Das tat Daniel Scheil. „Ich habe überlegt, wie ich da rauskomme, habe im Internet von der Leichtathletik gelesen. Aber es gab ja in Bayern keine Trainer“, erzählt Scheil von seinem Weg und stieß in Birgit Kober auch auf eine Paralympicssiegerin. „Sie hat mir erzählt, was man braucht“, sagt Scheil und ordnet das selbst inzwischen so ein. „Du brauchst Ausdauer. Ich bin mit meinem Rollstuhl anfangs immer wieder umgefallen, aber auch immer wieder aufgetanden. Und du brauchst Geld. Jetzt ist es besser, weil ich in der Nationalmannschaft bin, aber auch da könnte es besser sein. Ich muss vieles immer vorstrecken“, sagt Scheil. „Vom bayerischen Verband ist jedenfalls nichts gekommen. Zuschüsse und Trainingslager wurde immer abgeschmettert. Deswegen starte ich für Erfurt“, sagt der Leistungssportler, der früher für Weiden aktiv war.

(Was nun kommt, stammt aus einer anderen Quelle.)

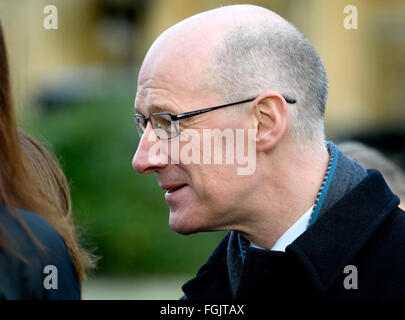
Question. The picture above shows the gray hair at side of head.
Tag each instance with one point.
(372, 159)
(276, 57)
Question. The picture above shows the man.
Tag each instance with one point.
(307, 221)
(371, 158)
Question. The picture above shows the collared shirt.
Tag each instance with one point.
(291, 234)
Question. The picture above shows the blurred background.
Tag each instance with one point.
(74, 89)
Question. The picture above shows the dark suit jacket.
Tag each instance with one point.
(365, 229)
(21, 280)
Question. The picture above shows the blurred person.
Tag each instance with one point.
(34, 260)
(371, 158)
(44, 169)
(308, 222)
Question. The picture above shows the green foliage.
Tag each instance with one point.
(124, 213)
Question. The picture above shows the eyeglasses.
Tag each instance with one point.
(165, 124)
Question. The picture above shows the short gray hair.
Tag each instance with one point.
(274, 56)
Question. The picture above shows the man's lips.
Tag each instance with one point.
(173, 187)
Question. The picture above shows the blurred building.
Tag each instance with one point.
(366, 67)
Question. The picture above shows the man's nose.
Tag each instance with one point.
(147, 160)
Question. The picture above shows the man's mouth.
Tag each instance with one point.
(173, 188)
(176, 188)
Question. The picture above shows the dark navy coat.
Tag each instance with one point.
(365, 229)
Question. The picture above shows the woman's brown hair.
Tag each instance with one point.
(23, 186)
(52, 186)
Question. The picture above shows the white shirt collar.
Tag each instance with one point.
(291, 234)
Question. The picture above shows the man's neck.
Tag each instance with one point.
(291, 186)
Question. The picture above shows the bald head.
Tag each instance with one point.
(240, 51)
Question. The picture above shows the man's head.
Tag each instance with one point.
(222, 56)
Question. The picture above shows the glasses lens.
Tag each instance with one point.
(140, 124)
(164, 127)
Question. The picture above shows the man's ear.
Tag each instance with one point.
(271, 120)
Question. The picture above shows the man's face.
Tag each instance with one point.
(209, 196)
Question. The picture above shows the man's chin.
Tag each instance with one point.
(182, 225)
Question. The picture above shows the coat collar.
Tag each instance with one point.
(337, 236)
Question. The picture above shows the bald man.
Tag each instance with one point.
(230, 107)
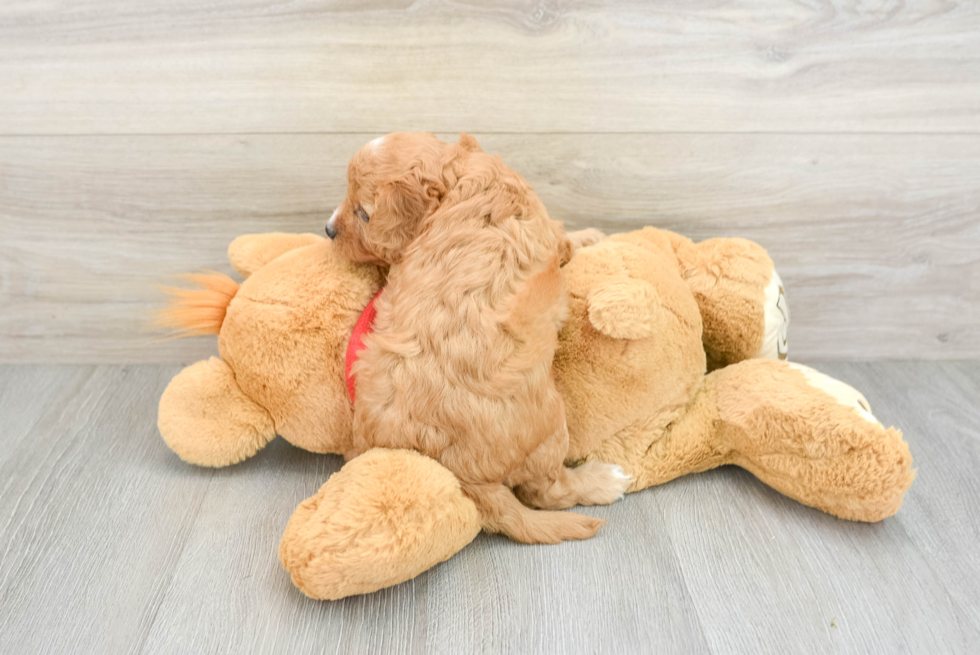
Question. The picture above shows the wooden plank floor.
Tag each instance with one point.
(110, 544)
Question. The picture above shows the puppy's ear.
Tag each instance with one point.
(468, 143)
(399, 207)
(624, 310)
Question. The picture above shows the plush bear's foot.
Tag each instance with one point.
(384, 518)
(811, 437)
(776, 320)
(600, 483)
(207, 420)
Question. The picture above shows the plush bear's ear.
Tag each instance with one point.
(624, 309)
(468, 143)
(399, 207)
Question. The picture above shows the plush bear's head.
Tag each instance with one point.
(631, 348)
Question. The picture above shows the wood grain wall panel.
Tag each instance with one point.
(228, 66)
(877, 237)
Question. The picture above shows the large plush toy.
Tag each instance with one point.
(650, 314)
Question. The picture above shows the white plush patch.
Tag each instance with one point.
(774, 344)
(376, 144)
(845, 394)
(333, 218)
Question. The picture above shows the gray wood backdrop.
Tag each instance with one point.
(138, 139)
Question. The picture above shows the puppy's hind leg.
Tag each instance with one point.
(502, 512)
(547, 483)
(592, 483)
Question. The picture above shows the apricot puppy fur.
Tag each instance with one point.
(459, 365)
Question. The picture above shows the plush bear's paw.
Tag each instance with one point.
(600, 483)
(776, 310)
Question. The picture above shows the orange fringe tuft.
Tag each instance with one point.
(194, 312)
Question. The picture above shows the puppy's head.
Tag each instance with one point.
(393, 184)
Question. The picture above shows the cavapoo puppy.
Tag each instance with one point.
(459, 364)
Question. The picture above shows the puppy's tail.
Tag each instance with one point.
(193, 312)
(501, 511)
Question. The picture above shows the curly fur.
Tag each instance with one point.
(459, 367)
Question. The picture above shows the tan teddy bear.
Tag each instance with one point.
(650, 313)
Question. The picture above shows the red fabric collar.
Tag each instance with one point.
(363, 327)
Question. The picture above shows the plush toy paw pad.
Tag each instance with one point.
(841, 392)
(602, 483)
(774, 340)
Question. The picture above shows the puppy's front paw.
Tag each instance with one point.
(601, 483)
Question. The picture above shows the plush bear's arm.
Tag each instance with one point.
(624, 309)
(742, 301)
(801, 432)
(250, 252)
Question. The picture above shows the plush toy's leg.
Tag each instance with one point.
(742, 301)
(803, 433)
(207, 420)
(250, 252)
(384, 518)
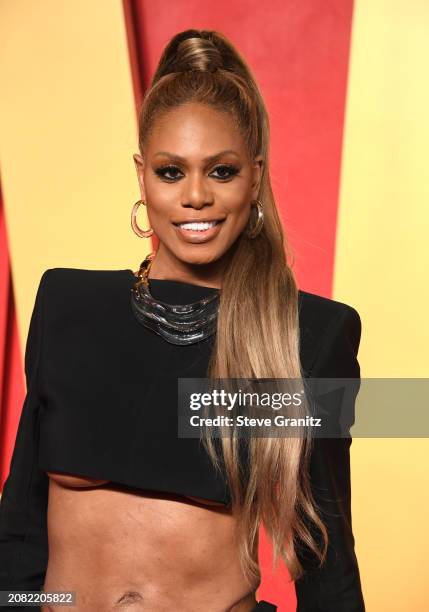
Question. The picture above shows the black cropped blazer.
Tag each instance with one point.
(102, 402)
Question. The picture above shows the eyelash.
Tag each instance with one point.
(233, 170)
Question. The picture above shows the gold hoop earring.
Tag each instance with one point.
(253, 232)
(136, 229)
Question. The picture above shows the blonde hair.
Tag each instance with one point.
(252, 340)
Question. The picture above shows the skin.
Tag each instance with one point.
(199, 190)
(147, 550)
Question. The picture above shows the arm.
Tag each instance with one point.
(336, 587)
(23, 505)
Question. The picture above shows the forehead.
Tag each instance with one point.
(195, 130)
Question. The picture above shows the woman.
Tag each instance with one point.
(134, 516)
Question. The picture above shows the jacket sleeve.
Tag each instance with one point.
(23, 504)
(336, 586)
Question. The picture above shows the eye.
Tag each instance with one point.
(230, 171)
(169, 172)
(162, 172)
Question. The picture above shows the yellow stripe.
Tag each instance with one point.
(381, 269)
(68, 126)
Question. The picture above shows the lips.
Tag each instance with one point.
(198, 236)
(198, 221)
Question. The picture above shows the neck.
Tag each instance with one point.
(166, 266)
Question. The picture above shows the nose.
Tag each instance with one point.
(196, 193)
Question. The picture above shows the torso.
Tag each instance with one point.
(126, 549)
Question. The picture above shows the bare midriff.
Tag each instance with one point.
(123, 549)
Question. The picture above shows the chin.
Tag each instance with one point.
(192, 256)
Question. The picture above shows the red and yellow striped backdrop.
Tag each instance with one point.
(347, 95)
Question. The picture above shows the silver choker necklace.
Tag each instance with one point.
(180, 324)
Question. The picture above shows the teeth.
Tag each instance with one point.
(198, 226)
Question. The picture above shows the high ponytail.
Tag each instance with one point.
(252, 341)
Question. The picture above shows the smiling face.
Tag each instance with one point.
(196, 168)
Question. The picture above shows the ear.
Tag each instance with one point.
(139, 164)
(258, 166)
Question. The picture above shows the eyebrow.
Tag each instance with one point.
(208, 158)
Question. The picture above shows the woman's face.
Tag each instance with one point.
(195, 168)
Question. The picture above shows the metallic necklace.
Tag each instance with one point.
(178, 324)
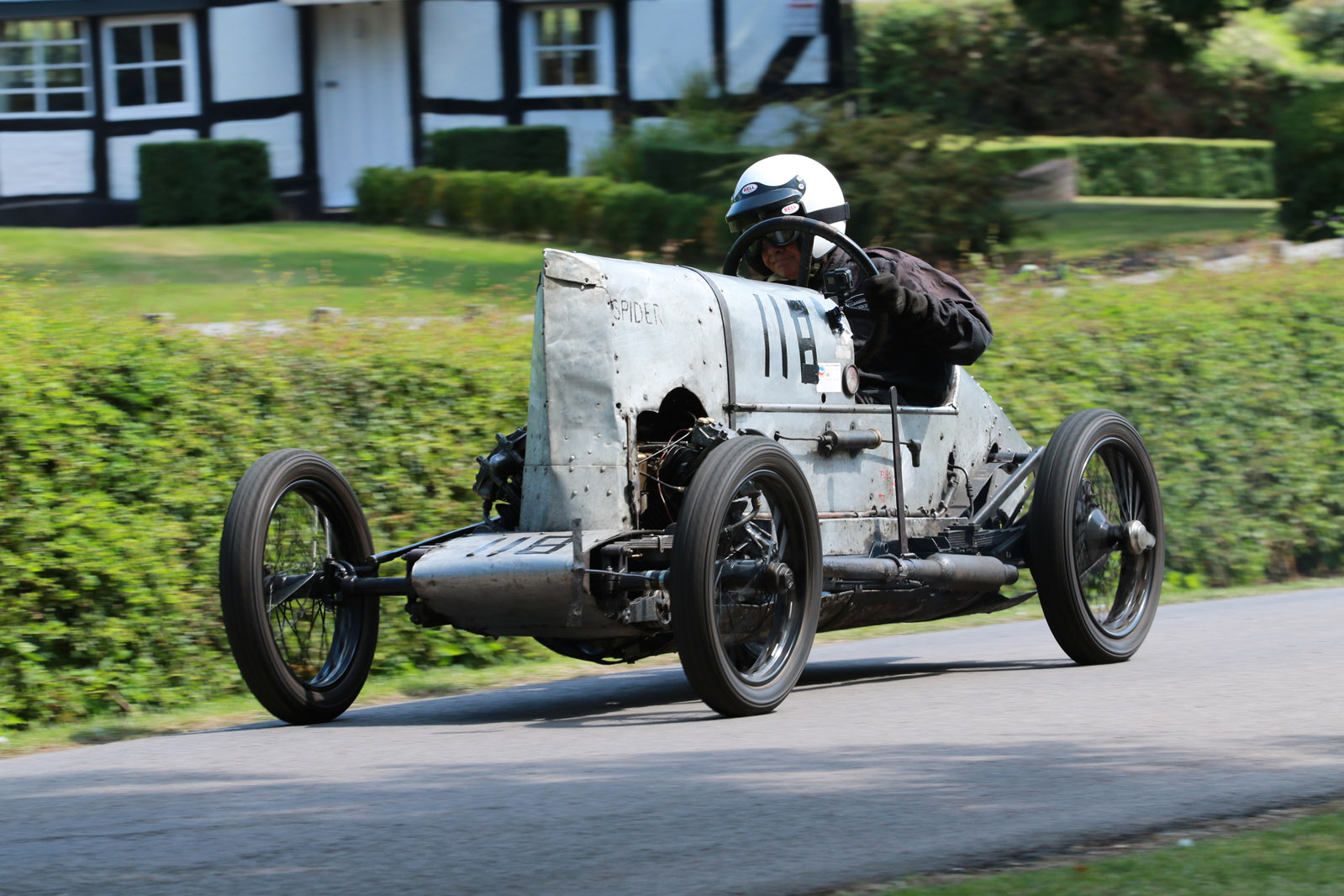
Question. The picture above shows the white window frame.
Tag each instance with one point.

Längst hat sich Daniel Scheil mit seinem Schicksal arrangiert. „Ich bin froh, wie alles gekommen ist“, sagt er. Zumal es vom ersten Wettkampf 2011 bis zu den ersten internationalen Erfolgen nicht lange dauerte. Bereits 2014 wurde er Europameister in Diskus und Speerwurf und Dritter im Kugelstoßen, gewann 2015 Bronze und wurde 2016 mit 11,03 Metern Paralympicssieger im Kugelstoßen. Das ist auch seine Hauptdisziplin. „Im Speerwerfen bin ich mit 26,97 Meter immer noch Weltrekordler“, sagt Scheil. „Aber das habe aufgehört, als es aus dem Programm genommen wurde, fange aber jetzt wieder an. Und Diskus mache ich just for fun. Das ist nicht paralympisch.“

In Regensburg ist Daniel Scheil in allen drei Disziplinen gemeldet. Für ihn ist es ein das Jahr ohne Welt- und Europameisterschaften ein Gewöhnungsjahr. „Ich habe einen neuen Stuhl und muss eine neue Sitzposition finden“, sagt Daniel Scheil. Regensburg ist ansonsten „ein normaler Wettkampf“.

Scheil hat auch im Sport Rückschläge hinnehmen müssen. 2019 fiel er für die WM wegen einer Handverletzung aus, 2021 bei den Paralympics in Tokio brach eine Verletzung auf und aus der erhofften Titelverteidigung wurde Platz fünf. „Da habe überlegt aufzuhören.“ Jetzt ist Paris 2024 das große Ziel – und vielleicht auch Karriere-Schlusspunkt für einen Sportler mit beeindruckender Lebensgeschichte.